Fertility Clinic to Allow Sex Selection

N E W   Y O R K, Oct. 1, 2001 -- Despite concern from ethicists and many of their peers in the medical community, one of the country's largest fertility clinics is planning to allow parents-to-be to choose the sex of their child.

The Center for Human Reproduction has decided to start offering gender selection as an option at its nine facilities in New York and the Chicago area.

Fertility doctors have long had the technology to preselect embryos by sex, but have generally chosen not to give couples the option because of ethical concerns.

Critics warn that sex selection could promote gender discrimination, and could be the first step toward choosing children for other genetic traits such as hair color or eye color. Devoting limited fertility resources to sex selection would also be unfair to couples who need fertility clinics' help to have a child at all, the critics say.

Clinic Will Select Embryos by Sex

To allow couples to choose the sex of their child, they will first have to undergo in vitro fertilization, a process that produces multiple embryos. Using a technique called preimplantation genetic diagnosis (PGD), doctors will examine the embryos and choose either a male or a female to implant into the mother.

Fertility clinics have long used preimplantation analysis to screen embryos for genetic diseases, and have sometimes selected a child's sex to minimize the risk of transmitting a gender-linked disease such as hemophilia. But they have not allowed parents to choose a child's sex for nonmedical reasons.

Dr. Norbert Gleicher, the clinic's chairman, told Good Morning America that there is already high demand for the sex selection process, and that it would not promote discrimination.

"There are as many people in the United States who want to select for female as there are who want to select for male," Gleicher said.

Zev Rosenwaks, director of the Center for Reproductive Medicine and Infertility in New York, said in vitro fertilization should be reserved for couples who are unable to have a child otherwise.

"If a woman can conceive on her own, since we have limited resources and limited ability to treat tens of thousands of women, we believe that IVF should be done for infertility indication rather than for sex selection," he said.

Ethics Society Ruling Cited

Gleicher's clinic decided to start offering preimplantation sex selection after the American Society for Reproductive Medicine, whose ethical decisions are followed by most fertility clinics, gave a limited endorsement in May to another sex selection process, known as sperm sorting.

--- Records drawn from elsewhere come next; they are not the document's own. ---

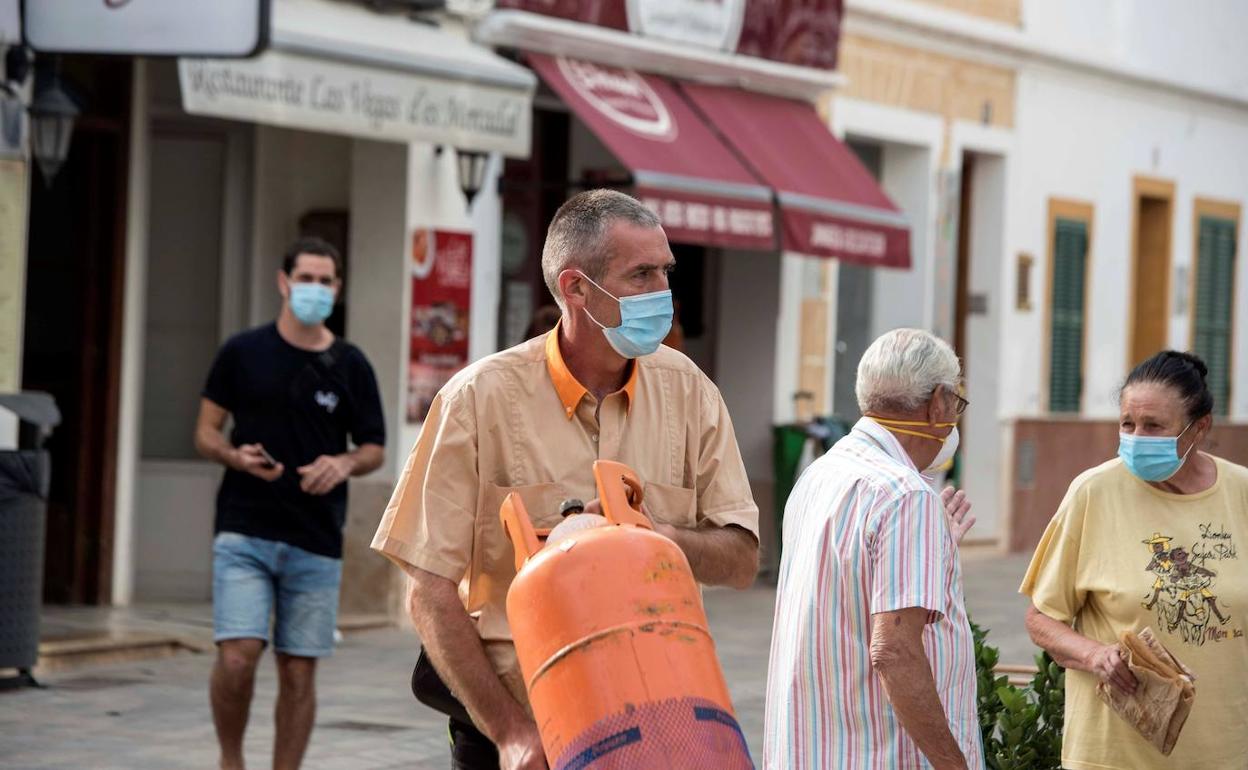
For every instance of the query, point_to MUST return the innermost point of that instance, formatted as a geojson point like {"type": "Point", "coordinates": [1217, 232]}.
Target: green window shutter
{"type": "Point", "coordinates": [1214, 297]}
{"type": "Point", "coordinates": [1066, 316]}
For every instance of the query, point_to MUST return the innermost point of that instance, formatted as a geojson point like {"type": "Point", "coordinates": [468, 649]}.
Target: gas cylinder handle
{"type": "Point", "coordinates": [620, 493]}
{"type": "Point", "coordinates": [518, 528]}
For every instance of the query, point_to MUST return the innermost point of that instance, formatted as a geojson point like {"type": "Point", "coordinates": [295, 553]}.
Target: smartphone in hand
{"type": "Point", "coordinates": [268, 459]}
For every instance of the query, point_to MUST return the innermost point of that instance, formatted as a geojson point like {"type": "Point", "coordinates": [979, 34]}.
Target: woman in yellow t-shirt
{"type": "Point", "coordinates": [1151, 539]}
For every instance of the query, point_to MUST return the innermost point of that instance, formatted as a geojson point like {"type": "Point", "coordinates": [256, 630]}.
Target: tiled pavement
{"type": "Point", "coordinates": [155, 714]}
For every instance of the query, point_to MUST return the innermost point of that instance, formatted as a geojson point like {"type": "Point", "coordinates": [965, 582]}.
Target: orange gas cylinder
{"type": "Point", "coordinates": [614, 645]}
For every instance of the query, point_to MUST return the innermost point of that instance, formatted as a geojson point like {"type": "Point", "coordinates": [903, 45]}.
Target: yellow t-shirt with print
{"type": "Point", "coordinates": [1121, 554]}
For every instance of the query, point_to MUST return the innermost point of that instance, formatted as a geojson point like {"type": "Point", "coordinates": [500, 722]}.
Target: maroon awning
{"type": "Point", "coordinates": [680, 169]}
{"type": "Point", "coordinates": [830, 205]}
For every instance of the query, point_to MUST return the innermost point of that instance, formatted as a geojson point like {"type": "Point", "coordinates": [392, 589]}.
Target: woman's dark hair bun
{"type": "Point", "coordinates": [1183, 372]}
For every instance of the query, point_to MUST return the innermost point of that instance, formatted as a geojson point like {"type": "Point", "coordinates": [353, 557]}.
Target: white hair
{"type": "Point", "coordinates": [901, 370]}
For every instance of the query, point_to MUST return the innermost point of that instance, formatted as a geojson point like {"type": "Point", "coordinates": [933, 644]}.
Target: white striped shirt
{"type": "Point", "coordinates": [862, 533]}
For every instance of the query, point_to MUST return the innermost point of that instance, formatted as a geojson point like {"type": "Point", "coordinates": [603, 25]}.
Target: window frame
{"type": "Point", "coordinates": [1228, 211]}
{"type": "Point", "coordinates": [1081, 211]}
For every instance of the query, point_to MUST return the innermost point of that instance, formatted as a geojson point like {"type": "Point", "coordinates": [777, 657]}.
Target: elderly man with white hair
{"type": "Point", "coordinates": [872, 663]}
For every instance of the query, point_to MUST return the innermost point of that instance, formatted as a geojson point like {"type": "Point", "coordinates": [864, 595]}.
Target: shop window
{"type": "Point", "coordinates": [1070, 236]}
{"type": "Point", "coordinates": [1212, 312]}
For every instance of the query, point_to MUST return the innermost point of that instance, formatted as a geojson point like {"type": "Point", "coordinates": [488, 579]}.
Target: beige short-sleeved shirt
{"type": "Point", "coordinates": [518, 421]}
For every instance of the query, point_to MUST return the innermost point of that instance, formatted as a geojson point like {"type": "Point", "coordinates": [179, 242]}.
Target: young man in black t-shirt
{"type": "Point", "coordinates": [296, 393]}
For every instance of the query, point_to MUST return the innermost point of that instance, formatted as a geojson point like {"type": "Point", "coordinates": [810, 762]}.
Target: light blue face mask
{"type": "Point", "coordinates": [311, 302]}
{"type": "Point", "coordinates": [645, 321]}
{"type": "Point", "coordinates": [1152, 458]}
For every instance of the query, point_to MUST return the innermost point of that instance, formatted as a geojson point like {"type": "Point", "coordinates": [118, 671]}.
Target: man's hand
{"type": "Point", "coordinates": [956, 509]}
{"type": "Point", "coordinates": [521, 749]}
{"type": "Point", "coordinates": [668, 531]}
{"type": "Point", "coordinates": [250, 458]}
{"type": "Point", "coordinates": [325, 473]}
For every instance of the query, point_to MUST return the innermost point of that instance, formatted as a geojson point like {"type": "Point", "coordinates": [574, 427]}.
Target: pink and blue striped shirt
{"type": "Point", "coordinates": [862, 533]}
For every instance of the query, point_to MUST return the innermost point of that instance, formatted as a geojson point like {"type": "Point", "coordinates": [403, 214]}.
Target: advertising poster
{"type": "Point", "coordinates": [441, 273]}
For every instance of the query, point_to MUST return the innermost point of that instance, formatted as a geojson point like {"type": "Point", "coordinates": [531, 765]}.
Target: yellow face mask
{"type": "Point", "coordinates": [900, 426]}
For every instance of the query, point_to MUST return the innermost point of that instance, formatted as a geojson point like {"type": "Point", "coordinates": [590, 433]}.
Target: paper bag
{"type": "Point", "coordinates": [1163, 698]}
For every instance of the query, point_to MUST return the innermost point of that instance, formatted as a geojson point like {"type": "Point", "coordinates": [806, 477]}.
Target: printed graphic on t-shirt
{"type": "Point", "coordinates": [1184, 584]}
{"type": "Point", "coordinates": [327, 399]}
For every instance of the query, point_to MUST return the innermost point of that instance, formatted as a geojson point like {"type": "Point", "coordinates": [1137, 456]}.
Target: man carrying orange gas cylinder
{"type": "Point", "coordinates": [528, 426]}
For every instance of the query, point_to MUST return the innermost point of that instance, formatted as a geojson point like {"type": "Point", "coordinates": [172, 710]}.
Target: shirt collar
{"type": "Point", "coordinates": [885, 439]}
{"type": "Point", "coordinates": [569, 389]}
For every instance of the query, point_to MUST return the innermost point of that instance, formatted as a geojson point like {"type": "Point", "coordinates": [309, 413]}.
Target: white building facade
{"type": "Point", "coordinates": [1063, 159]}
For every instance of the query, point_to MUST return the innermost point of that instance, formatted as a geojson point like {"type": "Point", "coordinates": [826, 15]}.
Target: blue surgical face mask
{"type": "Point", "coordinates": [311, 302]}
{"type": "Point", "coordinates": [1152, 458]}
{"type": "Point", "coordinates": [645, 321]}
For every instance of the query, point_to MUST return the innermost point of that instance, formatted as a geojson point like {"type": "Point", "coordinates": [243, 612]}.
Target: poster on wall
{"type": "Point", "coordinates": [441, 273]}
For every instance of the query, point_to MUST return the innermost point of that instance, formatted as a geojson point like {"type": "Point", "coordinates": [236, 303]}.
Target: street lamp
{"type": "Point", "coordinates": [51, 125]}
{"type": "Point", "coordinates": [472, 171]}
{"type": "Point", "coordinates": [471, 165]}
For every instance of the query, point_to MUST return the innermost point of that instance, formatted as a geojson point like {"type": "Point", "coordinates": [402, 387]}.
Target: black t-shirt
{"type": "Point", "coordinates": [300, 404]}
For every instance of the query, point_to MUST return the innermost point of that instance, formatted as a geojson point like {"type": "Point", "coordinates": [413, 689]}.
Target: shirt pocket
{"type": "Point", "coordinates": [493, 555]}
{"type": "Point", "coordinates": [670, 504]}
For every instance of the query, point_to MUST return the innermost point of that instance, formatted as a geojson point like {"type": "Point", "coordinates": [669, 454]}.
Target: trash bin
{"type": "Point", "coordinates": [788, 448]}
{"type": "Point", "coordinates": [25, 473]}
{"type": "Point", "coordinates": [789, 441]}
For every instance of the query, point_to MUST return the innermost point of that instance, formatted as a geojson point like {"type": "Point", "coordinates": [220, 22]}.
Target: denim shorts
{"type": "Point", "coordinates": [255, 579]}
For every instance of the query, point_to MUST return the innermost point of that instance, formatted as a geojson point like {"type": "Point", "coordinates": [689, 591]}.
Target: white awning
{"type": "Point", "coordinates": [343, 69]}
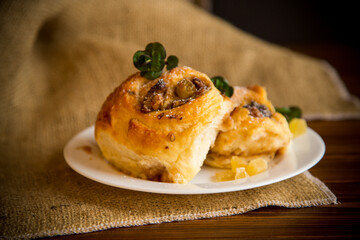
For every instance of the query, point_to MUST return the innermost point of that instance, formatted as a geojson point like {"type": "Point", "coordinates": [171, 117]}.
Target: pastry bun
{"type": "Point", "coordinates": [162, 129]}
{"type": "Point", "coordinates": [255, 130]}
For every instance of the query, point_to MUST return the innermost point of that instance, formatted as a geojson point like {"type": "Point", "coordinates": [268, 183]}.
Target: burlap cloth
{"type": "Point", "coordinates": [60, 59]}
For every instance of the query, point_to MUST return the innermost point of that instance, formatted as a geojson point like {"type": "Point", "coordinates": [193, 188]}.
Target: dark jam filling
{"type": "Point", "coordinates": [184, 92]}
{"type": "Point", "coordinates": [257, 110]}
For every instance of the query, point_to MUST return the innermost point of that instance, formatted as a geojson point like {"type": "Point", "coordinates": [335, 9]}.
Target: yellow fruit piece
{"type": "Point", "coordinates": [256, 166]}
{"type": "Point", "coordinates": [227, 175]}
{"type": "Point", "coordinates": [297, 127]}
{"type": "Point", "coordinates": [240, 173]}
{"type": "Point", "coordinates": [237, 162]}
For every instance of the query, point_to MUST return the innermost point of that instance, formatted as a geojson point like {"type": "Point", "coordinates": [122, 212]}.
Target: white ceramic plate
{"type": "Point", "coordinates": [83, 155]}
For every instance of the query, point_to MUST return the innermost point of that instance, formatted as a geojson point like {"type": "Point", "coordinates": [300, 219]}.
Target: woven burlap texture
{"type": "Point", "coordinates": [59, 61]}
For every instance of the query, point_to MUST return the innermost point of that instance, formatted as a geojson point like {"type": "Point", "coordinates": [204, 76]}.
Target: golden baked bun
{"type": "Point", "coordinates": [161, 129]}
{"type": "Point", "coordinates": [254, 130]}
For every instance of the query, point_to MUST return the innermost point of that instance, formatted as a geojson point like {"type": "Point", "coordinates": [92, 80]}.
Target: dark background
{"type": "Point", "coordinates": [289, 22]}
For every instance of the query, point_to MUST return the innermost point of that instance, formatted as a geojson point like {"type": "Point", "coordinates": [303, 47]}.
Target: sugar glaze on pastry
{"type": "Point", "coordinates": [161, 129]}
{"type": "Point", "coordinates": [253, 130]}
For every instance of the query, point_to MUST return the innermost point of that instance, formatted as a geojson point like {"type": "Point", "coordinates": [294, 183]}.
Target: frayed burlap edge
{"type": "Point", "coordinates": [330, 199]}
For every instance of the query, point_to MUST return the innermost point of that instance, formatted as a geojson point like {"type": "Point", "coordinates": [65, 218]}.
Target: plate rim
{"type": "Point", "coordinates": [173, 188]}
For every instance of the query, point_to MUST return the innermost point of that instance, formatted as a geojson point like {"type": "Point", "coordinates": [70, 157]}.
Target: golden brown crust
{"type": "Point", "coordinates": [163, 139]}
{"type": "Point", "coordinates": [257, 129]}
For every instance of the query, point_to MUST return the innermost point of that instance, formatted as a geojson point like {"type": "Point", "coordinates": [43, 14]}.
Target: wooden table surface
{"type": "Point", "coordinates": [339, 170]}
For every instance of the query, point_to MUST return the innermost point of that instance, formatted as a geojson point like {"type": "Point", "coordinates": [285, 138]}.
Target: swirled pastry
{"type": "Point", "coordinates": [161, 129]}
{"type": "Point", "coordinates": [254, 130]}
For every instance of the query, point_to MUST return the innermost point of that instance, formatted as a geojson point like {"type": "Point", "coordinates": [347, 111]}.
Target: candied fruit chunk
{"type": "Point", "coordinates": [256, 166]}
{"type": "Point", "coordinates": [237, 162]}
{"type": "Point", "coordinates": [297, 126]}
{"type": "Point", "coordinates": [240, 173]}
{"type": "Point", "coordinates": [226, 175]}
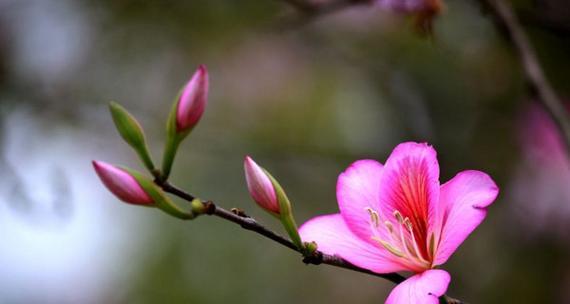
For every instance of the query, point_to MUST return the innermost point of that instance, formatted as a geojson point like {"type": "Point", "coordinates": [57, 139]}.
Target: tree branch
{"type": "Point", "coordinates": [308, 11]}
{"type": "Point", "coordinates": [507, 23]}
{"type": "Point", "coordinates": [317, 258]}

In sperm sorting, clinics sort the father's sperm for X and Y chromosomes before conception. The experimental technique is about 85 percent accurate for choosing boys and 65 percent accurate for choosing girls.

The society, which said in 1999 that PGD sex selection "should not be encouraged," said sperm sorting would be ethical to promote gender variety within a family, i.e. allow a couple that already has a boy to have a girl, and vice versa.

Gleicher's clinic argued that it was illogical to discourage the preimplantation technique, which is nearly 100 percent effective in determining sex, while endorsing the less-reliable preconception technique.

The clinic asked the American Society for Reproductive Medicine for an opinion on the matter. John Robertson, acting chairman of the society's ethics committee, suggested in a letter that embryo sex selection would be ethical to promote gender variety, but the committee will not formally take up the matter until January.